Feeling more disconnected from the team myself this year, and wondering why, I started asking people about their experiences. “Is it just me, or … ?”

Quickly I came to learn it wasn’t just me. A typical response sounds like this:

Well, I used to schedule my day around being able to sit down and watch a game. Now I find myself doing other stuff. Tuning in late, going to bed early. Just not really caring as much. And the team isn’t that good and will probably trade everyone away in July anyway.

So I asked people, “What is it about this team?” If you’re reading this column, you probably have a pretty good idea as to some of the reasons, because you feel them yourself.

If the starting pitcher doesn’t falter, you’re pretty certain the bullpen is going to blow it. You’re frustrated from seeing the same mistakes so frequently repeated — and you name them, from baserunning to defense to routine execution to the calls made by the manager.

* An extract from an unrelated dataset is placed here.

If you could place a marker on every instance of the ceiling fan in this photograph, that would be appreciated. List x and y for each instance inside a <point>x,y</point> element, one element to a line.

And the team is stale. There are no prospects left to come up as saviors — though there seldom were any to begin. There are no upcoming trades to bring in big-name help, because there are no players to offer and no room on the payroll. And it’s average. Not good. Just bad. Just there.

This is what the end of something feels like.

If you’re Tigers owner Chris Ilitch, that is not the reaction you’re hoping for when fans talk about your club. If you’re the general manager, or the manager, that is about the last thing you want to hear. And if you’re one of the players, losing is disheartening enough, but you don’t need to be told the numbers to notice a falling attendance and crowd that sits on its hands even at key moments. Except when it boos instead.

Truthfully it’s a bit sad, somewhat inevitable, but also seemingly avoidable.

The Tigers rose in 2006 when Jim Leyland took a ragtag bunch of stars, prospects and role players, and turned them into a seeming team of destiny that brought the World Series back to Detroit for the first time in 22 years.

Something was awakened here after two decades of mostly non-competitive teams just trying not to lose 100 games a year. And you heard talk about what a great baseball city Detroit is.

Over the past 11 years late owner Mike Ilitch tried his best to keep stars in Detroit, and the front office kept mortgaging the future little by little to give fans a fun, winning product.

Fans were lucky. They saw some incredible players and had an incredible run of competitive teams unlike any other time in franchise history.

Yet today it feels like a bit of a mirage when you’re watching a game at Comerica Park. Yes, there are division titles, and American League pennants flying now, and one, maybe two players likely to enter the Hall of Fame with a Tigers cap.

But there’s no ’68 or ’84 to look back on for an era that might be coming to a close if the team doesn’t play some good baseball more often the next five weeks. The fans know it, and the energy is lacking.

If it’s time, it’s time. Rebuilding is no fun. But going back to the way the Tigers looked in the 1990s would be even worse. All that can be said for certain is that when the negatives begin to outweigh the positives, the worst thing that could happen would be to stay the same.